どの程度の暴力だったのか、ということだけが問題となり、処罰が決まる。貴ノ岩の無礼や態度の悪さは暴力度ゼロ。それに対して日馬富士の暴力は、暴力度が10か50かは知らないが、ゼロでないことは確か。
しかし大相撲(日本相撲協会)として、それでいいのか? これは、天下の横綱が暴行傷害の犯罪者と指弾されなければならないほどの事件だったのか?
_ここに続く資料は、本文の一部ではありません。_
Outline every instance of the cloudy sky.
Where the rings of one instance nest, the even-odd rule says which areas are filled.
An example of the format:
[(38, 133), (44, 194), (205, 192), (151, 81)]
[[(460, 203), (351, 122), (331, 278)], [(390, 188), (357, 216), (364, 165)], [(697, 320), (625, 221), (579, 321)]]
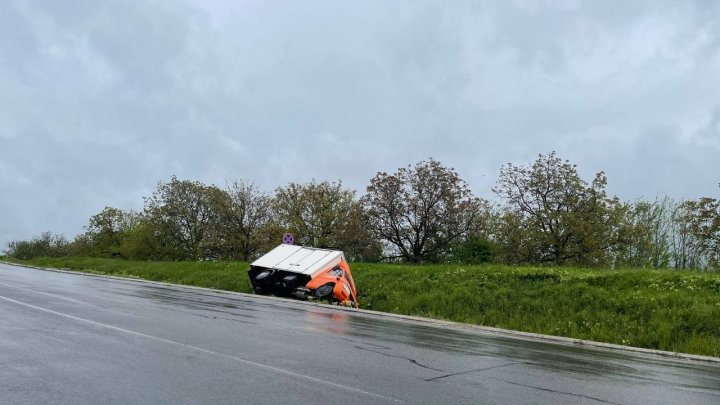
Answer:
[(0, 247), (172, 175), (362, 192), (429, 157), (486, 198), (553, 150), (625, 200), (718, 197), (719, 5), (2, 1)]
弟子の貴ノ岩が暴力を振るわれたことを怒る師匠貴乃花親方の心情は理解できる。が、その怒りは、警察の調査と真相解明や、検察の追及と罪状認定、裁判所の裁定と処罰が下されなければならないほどのモノだったのか? 貴ノ岩には落ち度がなかったのか?
「暴行事件」のあった翌日には、日馬富士と貴ノ岩は和解したとの報道もある。貴乃花親方みずから「喧嘩両成敗」という考えで、日馬富士と伊勢ケ浜親方に強く抗議すると同時に、弟子の貴ノ岩にも厳重注意を喚起すれば、日馬富士も貴ノ岩も、そして角界も、誰も傷つかずに反省して済んだはず。それが伝統ある大相撲の処し方のはずだ。